A few days later, Parral’s mayor, José de la Luz Herrera, rode out to the cavalry camp to apologize for the incident. Herrera
wanted Villa captured or killed as much as the Americans; his two sons, Maclovio and Luis, had fought under Villa, but had
switched sides when Villa broke with Carranza. The elder Herrera had publicly declared Villa a bandit and knew that his life
was in danger as long as the rebel leader lived. Nevertheless, Herrera still believed that Tompkins provoked the fight by
going into town unannounced. The mayor also pointed out that it was the citizens of Parral—not the Carrancista troops—who
were the aggressors. Here again, he was telling the truth, although it was doubtful that cavalry officers believed him. After
the U.S. troops had withdrawn, some thirty Parral residents who were purportedly sympathetic to the Villistas were arrested
and two would eventually be executed.

Troopers from the Tenth and Thirteenth regiments retrieved the body of Hobart Ledford. His corpse had been stripped of shoes,
pants, shirt, and valuables, but the little white dog was still at his side. The animal had been without food and water for
nearly twenty-four hours. Touched by its loyalty, the soldiers adopted the dog as the official mascot of the Thirteenth Cavalry’s
Troop M.

Ledford’s body was wrapped in a blanket and buried in the local cemetery, along with a sealed bottle that contained his name
and military record. Lieutenant Lininger composed his eulogy and recited the Twenty-third Psalm. Three volleys and taps followed.
The next day, Jay Richley’s body, enclosed in a casket, was brought by hearse from the town of Parral and was also interred
in the cemetery. Over the next ten months, the army’s Burial Corps would make repeated trips into Mexico to recover the bodies
of some thirty-one soldiers or civilians who had died on the expedition. But for some reason, six bodies were left behind.
One of them was Private Ledford.

T
HE NEWS OF THE
P
ARRAL FIGHT
reached Washington first. On April 13, with Pershing still ignorant of what had happened, Secretary of State Lansing received
two notes, one from Carranza’s secretary of foreign relations and another from Don Venustiano himself, protesting the incident
and blaming it on Tompkins’s “imprudence.”

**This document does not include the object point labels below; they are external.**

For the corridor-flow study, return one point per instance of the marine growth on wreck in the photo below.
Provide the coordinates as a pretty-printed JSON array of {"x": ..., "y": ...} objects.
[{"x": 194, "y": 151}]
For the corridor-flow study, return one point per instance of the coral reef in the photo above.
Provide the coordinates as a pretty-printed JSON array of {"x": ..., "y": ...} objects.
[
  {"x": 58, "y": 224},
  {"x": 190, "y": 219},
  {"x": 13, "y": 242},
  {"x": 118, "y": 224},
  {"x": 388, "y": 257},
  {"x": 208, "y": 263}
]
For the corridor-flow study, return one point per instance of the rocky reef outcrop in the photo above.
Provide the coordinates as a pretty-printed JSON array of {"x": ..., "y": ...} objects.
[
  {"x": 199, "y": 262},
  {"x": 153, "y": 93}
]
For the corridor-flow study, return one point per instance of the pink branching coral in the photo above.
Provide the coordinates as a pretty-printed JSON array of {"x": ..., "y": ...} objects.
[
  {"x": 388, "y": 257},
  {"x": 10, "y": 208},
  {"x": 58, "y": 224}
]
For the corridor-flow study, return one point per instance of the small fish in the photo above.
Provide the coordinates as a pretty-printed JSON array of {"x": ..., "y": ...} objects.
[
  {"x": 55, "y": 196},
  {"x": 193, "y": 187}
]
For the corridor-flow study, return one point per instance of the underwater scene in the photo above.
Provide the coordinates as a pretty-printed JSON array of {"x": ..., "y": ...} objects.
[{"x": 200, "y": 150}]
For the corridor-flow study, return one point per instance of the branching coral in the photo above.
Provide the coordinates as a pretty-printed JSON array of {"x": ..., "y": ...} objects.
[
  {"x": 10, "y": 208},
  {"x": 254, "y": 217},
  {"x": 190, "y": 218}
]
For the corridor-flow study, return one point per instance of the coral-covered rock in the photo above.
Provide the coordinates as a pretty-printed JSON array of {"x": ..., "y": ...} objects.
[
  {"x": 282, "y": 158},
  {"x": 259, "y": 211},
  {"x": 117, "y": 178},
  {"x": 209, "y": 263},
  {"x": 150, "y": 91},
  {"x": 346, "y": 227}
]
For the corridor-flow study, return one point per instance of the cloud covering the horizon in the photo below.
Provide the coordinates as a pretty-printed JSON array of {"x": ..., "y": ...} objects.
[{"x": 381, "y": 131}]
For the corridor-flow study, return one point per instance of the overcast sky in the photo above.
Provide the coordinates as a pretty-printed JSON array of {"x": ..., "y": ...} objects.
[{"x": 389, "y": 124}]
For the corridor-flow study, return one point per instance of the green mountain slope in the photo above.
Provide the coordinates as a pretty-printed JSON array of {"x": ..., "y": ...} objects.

Pershing finally learned of the situation on April 14 when Benjamin Foulois, who had gone to Chihuahua City with dispatches,
hurried back to give him the news. “Uh,” he grunted, rubbing his chin in characteristic fashion. But he was furious and told
the correspondents that they could write whatever they wanted. “Nothing should be kept from the public. You can go the limit,”
he declared. Pershing dispatched two members of his headquarters staff to investigate the incident, instructed all cavalry
columns in the field to make haste toward Parral, and ordered the Sixth and Sixteenth infantries and the Fourth Field Artillery
to start south from the base camp at Colonia Dublán. Tompkins rejoiced to see the reinforcements. “We now felt as though our
force was strong enough to conquer Mexico, and we were hoping the order to ‘go’ would soon come,” he wrote.

But Pershing realized that he could not keep the soldiers there for long. With the Carranza government still adamantly opposed
to allowing the Punitive Expedition to use its railroads, it would soon become nearly impossible to feed the men and animals
converging on Santa Cruz de Villegas, which was 484 miles from Columbus. The combined cavalry units consisted of 34 officers,
606 enlisted men, 702 horses, and 149 mules. The animals alone required six tons of hay and nine thousand pounds of grain
daily to say nothing of the two thousand pounds of food required by the humans.

Pershing decided he had no choice but to order the troops to move north, at least temporarily. “On Saturday, April 16, 1916,
we piled in the cars and headed toward our own border. We drove all day and all night. Pershing sat grim and silent, his big
frame taking the jounces of the rocky trails. He was suffering from indigestion,” Frank Elser wrote.